私は、メモを握りしめてギュッと目をつぶった。

「留奈、ごめん」

悪いことをしたと思っているが、あのときは、どうしようもなかったのだ。

留奈と正々堂々と戦っていたら、絶対留奈に負けていただろうから。

恋愛もうまくいっていなかったし、仕事で頑張るしかなかった。プロジェクトリーダーになれば、未来に希望が持てる気がしたのだ。

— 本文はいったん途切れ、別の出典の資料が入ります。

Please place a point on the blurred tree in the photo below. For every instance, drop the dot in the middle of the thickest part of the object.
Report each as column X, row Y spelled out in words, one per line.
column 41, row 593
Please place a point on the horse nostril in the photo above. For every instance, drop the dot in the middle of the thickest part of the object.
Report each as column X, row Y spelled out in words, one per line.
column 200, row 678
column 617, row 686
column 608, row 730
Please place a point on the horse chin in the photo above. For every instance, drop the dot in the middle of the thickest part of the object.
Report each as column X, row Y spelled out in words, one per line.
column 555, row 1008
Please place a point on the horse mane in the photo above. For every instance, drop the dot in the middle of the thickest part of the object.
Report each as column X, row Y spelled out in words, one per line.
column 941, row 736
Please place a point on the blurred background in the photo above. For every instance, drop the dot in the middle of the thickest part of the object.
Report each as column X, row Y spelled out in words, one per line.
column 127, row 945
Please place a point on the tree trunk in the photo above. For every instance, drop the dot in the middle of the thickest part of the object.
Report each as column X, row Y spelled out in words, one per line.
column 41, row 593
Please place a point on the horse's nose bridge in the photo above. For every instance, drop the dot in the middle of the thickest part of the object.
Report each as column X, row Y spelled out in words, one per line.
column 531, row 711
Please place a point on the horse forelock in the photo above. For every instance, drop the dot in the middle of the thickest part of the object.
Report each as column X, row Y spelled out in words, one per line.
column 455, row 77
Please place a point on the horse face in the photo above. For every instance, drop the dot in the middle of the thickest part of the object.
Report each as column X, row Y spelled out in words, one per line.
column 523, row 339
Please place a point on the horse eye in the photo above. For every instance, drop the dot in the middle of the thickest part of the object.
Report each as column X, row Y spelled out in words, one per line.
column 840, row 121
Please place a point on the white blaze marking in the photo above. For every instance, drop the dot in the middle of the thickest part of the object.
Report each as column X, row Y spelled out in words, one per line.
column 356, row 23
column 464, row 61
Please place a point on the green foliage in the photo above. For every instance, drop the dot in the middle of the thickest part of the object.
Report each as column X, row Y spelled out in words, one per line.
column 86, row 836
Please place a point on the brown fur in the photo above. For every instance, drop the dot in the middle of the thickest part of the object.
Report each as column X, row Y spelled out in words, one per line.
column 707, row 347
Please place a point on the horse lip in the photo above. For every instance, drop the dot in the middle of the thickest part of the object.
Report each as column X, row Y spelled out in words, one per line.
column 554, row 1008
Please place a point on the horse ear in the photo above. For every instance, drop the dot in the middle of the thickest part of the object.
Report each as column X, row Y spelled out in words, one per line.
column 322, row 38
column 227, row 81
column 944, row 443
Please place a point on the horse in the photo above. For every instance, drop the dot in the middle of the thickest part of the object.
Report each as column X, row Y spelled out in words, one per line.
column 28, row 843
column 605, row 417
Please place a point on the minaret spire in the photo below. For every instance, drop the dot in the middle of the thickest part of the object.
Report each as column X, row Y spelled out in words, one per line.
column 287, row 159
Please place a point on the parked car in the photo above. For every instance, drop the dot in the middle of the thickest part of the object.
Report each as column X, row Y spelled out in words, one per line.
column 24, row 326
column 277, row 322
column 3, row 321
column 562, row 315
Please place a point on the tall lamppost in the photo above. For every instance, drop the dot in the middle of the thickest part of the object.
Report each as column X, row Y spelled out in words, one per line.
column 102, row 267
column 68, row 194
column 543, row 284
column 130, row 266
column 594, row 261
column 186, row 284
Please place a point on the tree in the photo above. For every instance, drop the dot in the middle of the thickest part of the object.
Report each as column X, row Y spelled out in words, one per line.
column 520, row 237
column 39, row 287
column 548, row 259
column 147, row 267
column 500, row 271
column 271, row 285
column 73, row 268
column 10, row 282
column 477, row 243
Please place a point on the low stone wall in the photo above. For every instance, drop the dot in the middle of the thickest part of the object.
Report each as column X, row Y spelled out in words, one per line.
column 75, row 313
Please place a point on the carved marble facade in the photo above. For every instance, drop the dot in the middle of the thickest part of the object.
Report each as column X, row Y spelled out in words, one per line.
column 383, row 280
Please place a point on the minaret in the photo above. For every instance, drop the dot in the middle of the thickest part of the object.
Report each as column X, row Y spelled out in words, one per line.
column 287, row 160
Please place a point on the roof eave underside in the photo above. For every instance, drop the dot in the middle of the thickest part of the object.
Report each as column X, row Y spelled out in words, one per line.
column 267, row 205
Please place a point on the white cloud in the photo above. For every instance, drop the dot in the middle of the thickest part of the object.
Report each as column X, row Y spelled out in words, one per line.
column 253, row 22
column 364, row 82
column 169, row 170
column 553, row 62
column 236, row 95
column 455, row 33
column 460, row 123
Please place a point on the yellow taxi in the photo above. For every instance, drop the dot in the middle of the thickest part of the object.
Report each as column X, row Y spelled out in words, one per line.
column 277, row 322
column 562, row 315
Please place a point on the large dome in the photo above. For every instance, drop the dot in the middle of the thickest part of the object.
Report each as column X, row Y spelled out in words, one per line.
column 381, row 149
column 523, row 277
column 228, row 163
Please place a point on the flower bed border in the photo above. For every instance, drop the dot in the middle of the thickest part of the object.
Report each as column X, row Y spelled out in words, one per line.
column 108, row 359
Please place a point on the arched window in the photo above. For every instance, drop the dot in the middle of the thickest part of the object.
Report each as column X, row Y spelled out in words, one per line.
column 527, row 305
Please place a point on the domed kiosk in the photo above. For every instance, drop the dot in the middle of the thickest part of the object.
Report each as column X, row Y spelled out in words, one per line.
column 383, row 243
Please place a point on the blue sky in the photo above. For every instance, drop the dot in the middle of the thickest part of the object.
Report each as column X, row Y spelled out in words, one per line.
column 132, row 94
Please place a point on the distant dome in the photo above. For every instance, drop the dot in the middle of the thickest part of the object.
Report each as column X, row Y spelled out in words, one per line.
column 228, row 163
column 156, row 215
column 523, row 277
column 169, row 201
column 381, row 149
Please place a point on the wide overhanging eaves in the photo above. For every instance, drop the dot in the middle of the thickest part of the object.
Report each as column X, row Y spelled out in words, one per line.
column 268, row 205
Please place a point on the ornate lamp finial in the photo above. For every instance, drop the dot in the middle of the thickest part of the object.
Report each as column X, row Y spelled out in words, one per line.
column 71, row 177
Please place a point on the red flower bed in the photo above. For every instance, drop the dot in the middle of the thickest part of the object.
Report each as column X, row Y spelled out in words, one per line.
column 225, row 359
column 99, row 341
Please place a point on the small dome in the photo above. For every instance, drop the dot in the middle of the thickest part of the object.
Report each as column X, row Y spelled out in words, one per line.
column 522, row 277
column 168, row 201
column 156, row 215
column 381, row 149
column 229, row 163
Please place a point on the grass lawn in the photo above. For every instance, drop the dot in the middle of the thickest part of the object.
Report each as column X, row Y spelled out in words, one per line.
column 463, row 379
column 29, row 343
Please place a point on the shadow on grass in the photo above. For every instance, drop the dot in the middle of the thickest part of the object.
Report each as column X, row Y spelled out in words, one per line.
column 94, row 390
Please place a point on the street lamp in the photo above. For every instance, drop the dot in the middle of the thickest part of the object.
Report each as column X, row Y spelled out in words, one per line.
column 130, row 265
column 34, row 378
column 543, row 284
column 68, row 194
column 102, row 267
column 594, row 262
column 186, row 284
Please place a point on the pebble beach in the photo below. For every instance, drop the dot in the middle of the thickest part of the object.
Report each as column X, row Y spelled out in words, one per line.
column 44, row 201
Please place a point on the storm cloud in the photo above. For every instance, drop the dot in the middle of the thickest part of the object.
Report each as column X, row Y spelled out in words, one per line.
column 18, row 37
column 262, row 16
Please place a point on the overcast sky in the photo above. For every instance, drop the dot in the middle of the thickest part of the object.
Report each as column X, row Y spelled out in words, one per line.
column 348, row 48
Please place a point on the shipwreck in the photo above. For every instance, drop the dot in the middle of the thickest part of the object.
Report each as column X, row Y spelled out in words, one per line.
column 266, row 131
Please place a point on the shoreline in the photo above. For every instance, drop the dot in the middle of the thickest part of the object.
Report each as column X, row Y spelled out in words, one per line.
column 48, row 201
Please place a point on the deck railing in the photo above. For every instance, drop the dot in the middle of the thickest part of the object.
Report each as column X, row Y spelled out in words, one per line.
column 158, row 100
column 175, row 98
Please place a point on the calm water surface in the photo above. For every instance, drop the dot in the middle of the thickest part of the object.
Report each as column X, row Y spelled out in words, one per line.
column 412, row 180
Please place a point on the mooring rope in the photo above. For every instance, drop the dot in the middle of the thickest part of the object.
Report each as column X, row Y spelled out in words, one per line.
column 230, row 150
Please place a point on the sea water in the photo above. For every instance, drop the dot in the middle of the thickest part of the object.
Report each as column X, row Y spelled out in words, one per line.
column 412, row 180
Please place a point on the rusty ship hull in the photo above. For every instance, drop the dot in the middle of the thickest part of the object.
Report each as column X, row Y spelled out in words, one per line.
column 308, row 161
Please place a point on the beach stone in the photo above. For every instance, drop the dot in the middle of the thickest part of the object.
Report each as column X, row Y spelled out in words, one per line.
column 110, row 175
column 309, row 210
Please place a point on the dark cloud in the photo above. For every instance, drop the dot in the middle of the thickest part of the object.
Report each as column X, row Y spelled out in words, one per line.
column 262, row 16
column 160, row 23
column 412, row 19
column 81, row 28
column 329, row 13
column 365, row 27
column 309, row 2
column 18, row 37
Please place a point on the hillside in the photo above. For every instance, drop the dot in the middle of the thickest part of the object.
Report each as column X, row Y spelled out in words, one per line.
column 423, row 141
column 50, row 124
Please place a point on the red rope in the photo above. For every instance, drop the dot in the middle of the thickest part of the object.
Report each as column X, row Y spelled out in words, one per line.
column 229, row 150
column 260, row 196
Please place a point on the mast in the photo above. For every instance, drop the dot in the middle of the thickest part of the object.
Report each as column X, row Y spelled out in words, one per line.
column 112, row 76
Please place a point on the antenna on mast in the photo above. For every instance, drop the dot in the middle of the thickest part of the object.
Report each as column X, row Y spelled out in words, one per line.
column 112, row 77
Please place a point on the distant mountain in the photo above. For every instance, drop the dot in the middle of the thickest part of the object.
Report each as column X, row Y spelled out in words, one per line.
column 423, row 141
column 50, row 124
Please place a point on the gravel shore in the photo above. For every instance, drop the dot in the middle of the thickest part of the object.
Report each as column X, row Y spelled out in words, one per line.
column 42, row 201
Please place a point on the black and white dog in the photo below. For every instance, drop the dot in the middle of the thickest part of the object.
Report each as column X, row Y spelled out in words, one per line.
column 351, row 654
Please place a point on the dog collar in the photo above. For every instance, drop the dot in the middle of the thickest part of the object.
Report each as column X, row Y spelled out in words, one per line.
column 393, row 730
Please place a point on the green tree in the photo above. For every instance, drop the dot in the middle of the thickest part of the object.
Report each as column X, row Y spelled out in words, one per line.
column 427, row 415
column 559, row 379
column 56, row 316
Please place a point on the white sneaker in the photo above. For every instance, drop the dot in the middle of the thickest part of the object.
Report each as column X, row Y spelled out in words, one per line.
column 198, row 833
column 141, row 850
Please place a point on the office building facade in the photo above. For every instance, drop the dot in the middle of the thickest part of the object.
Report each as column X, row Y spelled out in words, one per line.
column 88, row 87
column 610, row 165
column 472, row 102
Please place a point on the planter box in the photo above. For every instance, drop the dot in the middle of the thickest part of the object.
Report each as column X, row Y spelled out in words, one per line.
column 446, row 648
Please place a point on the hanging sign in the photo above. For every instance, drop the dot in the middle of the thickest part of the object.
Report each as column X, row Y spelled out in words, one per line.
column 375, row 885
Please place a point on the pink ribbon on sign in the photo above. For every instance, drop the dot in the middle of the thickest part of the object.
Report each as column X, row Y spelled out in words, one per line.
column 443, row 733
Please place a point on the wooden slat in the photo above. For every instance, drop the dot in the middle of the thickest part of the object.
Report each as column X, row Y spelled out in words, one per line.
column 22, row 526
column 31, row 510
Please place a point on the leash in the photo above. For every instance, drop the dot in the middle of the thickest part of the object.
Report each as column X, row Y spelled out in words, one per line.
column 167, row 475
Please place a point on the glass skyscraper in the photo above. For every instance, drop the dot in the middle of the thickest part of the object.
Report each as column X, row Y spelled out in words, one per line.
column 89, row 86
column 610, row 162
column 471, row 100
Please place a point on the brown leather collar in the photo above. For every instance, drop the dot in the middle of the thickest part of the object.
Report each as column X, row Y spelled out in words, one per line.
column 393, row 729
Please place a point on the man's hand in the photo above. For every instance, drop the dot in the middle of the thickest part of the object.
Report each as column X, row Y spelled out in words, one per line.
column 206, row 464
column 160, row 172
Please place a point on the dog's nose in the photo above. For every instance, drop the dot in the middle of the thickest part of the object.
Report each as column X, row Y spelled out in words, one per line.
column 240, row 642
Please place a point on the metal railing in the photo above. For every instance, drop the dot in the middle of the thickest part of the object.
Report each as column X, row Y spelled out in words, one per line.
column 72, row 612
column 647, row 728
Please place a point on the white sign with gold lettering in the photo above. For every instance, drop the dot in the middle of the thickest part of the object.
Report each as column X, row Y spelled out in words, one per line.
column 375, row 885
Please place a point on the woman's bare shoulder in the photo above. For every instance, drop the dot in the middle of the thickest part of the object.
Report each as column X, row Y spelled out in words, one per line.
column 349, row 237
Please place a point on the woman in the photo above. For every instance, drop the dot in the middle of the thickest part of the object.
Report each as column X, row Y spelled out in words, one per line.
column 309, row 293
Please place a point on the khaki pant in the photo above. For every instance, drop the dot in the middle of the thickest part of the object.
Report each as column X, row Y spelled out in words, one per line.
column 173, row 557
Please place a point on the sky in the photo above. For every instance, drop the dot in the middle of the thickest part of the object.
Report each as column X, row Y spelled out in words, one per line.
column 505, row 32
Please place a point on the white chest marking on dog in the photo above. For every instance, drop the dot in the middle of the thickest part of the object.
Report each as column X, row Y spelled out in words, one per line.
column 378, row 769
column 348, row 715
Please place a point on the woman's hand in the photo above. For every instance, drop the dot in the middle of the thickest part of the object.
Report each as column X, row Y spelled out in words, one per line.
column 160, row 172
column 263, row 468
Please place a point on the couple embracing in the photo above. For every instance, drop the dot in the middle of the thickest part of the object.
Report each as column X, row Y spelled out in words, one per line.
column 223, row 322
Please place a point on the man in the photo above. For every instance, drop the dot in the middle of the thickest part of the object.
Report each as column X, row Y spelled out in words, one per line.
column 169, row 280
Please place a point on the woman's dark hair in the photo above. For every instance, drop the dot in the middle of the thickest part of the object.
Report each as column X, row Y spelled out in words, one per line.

だけど、それと引き換えに、同期であり親友でありライバルだった人を私は失った。

我慢していた涙がこぼれる。

― ダメ。ここで弱気になったら、あのときの努力が無駄になる。

あの夜、本当は何があったのか。知っているのは、私だけだ。

ならば、このまま誰にも言わずに、風化するのを待つしかない。

失ったものと引き換えに得た、ポジションや年俸を、手放すことだけは、絶対にできないのだから。

私は、手紙を丸めてパンツのポケットに押し込むと、深呼吸をして、会議室に向かった。